JG: Wow, it's just interesting to hear you talk about that. Yeah, it's very interesting. I'm not sure I even have a question, but I get what you're saying. I think the reason I'm sitting here now, not with a tenure track job in Asian American history is because I believe that it's never good enough to be doing that work in the first place. Because I let people get inside my head and let me know that even though working with someone like Yuji, for example, that gave me a certain imprimatur, but I was never Eiichiro. I mean, it's interesting, because I certainly, when I got to Brown, I made the conscious decision, I said, "Screw this, I've put up with this for long enough," changed my entire career around because of that idea, and it's interesting to hear you say that at this stage of your career. I don't know.
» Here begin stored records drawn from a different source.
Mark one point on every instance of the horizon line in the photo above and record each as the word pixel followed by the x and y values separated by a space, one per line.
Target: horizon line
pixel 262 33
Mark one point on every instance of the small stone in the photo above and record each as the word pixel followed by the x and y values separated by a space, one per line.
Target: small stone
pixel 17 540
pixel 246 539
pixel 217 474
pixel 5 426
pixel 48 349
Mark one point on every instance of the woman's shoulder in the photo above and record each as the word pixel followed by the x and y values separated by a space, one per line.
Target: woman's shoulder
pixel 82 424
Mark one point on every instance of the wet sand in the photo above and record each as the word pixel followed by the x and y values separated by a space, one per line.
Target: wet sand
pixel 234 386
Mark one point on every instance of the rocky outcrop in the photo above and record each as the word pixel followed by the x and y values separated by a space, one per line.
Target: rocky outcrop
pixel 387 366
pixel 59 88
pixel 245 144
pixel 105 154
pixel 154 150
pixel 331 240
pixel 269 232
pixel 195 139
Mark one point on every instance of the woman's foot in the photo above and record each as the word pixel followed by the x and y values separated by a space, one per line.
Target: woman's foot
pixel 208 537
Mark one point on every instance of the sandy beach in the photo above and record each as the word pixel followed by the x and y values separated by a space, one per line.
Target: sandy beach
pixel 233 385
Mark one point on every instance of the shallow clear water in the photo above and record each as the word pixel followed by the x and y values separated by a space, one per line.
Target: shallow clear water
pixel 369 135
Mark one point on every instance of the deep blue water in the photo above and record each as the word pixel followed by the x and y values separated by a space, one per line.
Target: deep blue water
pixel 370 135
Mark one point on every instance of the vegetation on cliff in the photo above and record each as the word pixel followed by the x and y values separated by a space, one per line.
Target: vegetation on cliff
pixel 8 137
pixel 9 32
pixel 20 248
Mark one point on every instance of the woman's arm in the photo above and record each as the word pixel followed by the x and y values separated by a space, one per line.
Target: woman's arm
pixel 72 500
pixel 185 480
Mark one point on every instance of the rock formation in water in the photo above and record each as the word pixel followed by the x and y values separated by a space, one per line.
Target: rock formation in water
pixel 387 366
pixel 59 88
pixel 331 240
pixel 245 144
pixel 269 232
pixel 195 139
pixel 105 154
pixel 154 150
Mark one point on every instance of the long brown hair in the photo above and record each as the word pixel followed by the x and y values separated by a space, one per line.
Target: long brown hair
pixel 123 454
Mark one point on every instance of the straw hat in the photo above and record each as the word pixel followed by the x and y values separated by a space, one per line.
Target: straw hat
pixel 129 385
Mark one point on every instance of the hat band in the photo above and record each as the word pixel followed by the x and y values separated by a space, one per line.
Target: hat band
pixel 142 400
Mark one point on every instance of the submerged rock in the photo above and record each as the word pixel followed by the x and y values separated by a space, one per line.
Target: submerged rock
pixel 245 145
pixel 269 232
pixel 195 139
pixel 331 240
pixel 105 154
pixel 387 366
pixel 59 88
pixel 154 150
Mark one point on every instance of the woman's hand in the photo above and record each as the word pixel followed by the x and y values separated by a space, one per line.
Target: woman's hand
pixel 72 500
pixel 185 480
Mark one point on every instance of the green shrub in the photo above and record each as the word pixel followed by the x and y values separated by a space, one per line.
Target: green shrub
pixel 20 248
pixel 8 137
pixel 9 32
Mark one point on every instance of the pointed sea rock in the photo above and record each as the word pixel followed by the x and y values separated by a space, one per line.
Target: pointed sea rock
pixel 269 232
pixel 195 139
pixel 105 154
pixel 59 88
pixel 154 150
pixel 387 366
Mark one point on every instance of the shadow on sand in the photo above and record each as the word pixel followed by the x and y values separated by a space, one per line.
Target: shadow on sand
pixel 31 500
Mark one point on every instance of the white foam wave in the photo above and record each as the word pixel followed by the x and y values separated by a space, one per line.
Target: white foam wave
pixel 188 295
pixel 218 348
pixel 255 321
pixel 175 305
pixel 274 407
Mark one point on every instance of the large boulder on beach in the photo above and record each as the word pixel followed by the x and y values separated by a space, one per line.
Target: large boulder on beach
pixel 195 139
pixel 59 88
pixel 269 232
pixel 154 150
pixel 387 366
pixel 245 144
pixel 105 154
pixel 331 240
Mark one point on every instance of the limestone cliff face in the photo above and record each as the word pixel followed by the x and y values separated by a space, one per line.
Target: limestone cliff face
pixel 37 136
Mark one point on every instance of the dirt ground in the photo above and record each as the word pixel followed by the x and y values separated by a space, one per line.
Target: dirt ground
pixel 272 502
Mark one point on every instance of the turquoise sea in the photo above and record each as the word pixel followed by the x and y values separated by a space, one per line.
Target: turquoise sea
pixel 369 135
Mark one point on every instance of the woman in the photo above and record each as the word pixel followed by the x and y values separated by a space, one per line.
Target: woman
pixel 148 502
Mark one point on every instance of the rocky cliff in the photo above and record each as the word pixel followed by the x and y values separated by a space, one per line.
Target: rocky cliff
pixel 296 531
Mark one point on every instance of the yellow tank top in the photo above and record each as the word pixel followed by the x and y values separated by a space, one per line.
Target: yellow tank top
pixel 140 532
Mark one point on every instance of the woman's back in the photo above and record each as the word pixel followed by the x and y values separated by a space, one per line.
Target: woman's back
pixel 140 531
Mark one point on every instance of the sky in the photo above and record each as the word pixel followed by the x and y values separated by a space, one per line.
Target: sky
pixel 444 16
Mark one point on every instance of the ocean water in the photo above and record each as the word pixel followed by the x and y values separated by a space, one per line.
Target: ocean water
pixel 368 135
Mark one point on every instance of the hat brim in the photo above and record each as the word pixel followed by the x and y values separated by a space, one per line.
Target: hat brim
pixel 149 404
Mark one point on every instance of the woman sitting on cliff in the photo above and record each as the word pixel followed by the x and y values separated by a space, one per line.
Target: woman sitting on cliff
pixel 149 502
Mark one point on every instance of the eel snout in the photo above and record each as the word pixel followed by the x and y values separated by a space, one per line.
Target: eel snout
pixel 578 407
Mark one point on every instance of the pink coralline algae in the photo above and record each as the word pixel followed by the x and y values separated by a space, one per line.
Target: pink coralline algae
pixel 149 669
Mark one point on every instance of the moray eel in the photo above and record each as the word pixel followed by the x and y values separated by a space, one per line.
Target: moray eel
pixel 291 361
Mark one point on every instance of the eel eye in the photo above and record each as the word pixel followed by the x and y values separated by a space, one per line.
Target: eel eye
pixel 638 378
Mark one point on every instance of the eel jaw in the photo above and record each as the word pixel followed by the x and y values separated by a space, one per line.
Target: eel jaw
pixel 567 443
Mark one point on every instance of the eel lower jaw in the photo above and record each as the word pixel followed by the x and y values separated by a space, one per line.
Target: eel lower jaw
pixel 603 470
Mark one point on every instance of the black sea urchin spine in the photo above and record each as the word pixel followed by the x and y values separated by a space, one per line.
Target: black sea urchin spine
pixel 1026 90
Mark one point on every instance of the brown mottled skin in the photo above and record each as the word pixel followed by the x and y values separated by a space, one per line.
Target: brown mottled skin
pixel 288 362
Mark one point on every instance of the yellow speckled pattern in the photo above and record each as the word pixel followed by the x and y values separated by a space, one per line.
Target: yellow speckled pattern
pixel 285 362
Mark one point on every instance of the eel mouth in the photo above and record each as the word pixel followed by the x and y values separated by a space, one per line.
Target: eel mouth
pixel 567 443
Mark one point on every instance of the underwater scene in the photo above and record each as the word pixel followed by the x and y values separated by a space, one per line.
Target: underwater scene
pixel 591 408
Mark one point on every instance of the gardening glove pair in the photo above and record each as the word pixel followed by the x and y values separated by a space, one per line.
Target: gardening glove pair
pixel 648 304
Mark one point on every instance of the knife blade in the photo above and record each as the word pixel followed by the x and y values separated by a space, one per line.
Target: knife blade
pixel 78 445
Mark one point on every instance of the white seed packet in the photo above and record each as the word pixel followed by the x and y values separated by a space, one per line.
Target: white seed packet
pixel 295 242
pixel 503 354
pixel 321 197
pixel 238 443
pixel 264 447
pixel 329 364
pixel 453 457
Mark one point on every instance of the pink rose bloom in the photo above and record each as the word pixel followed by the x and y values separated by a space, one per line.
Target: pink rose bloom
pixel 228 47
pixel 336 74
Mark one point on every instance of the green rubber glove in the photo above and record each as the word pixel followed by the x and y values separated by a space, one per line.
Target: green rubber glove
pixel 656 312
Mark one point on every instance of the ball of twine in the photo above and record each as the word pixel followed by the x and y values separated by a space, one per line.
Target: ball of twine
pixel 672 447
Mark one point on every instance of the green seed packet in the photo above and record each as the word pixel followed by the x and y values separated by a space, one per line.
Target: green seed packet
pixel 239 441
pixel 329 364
Not that there's anything to say about it, but I do get where you're coming from.
AH: Well, I'm sure, for example, if I did the same amount of work early on when the field of Asian American studies and, in particular, Japanese American studies hadn't been settled, I wouldn't have been at Cal State Fullerton my whole career either. Because other people who were not doing much more were able to move out of the California State University system. Lane Hirabayashi was initially at San Francisco State, but he couldn't get a substantial scholarship done with such a heavy teaching load demanded within the CSU system. He tried really hard, but he knew that the big books were going to elude him. And so he went to the University of Colorado at Boulder and very soon thereafter put out two books. Gary Okihiro was at Humboldt State University in the CSU system, he had a spike in his scholarly productivity, just moving to Santa Clara University and within a few years going to Cornell University. These were very, very talented and hard-working scholars, ones who even managed a productive scholarly career when their positions permitted them little in the way of discretionary time and institutional support for travel and research.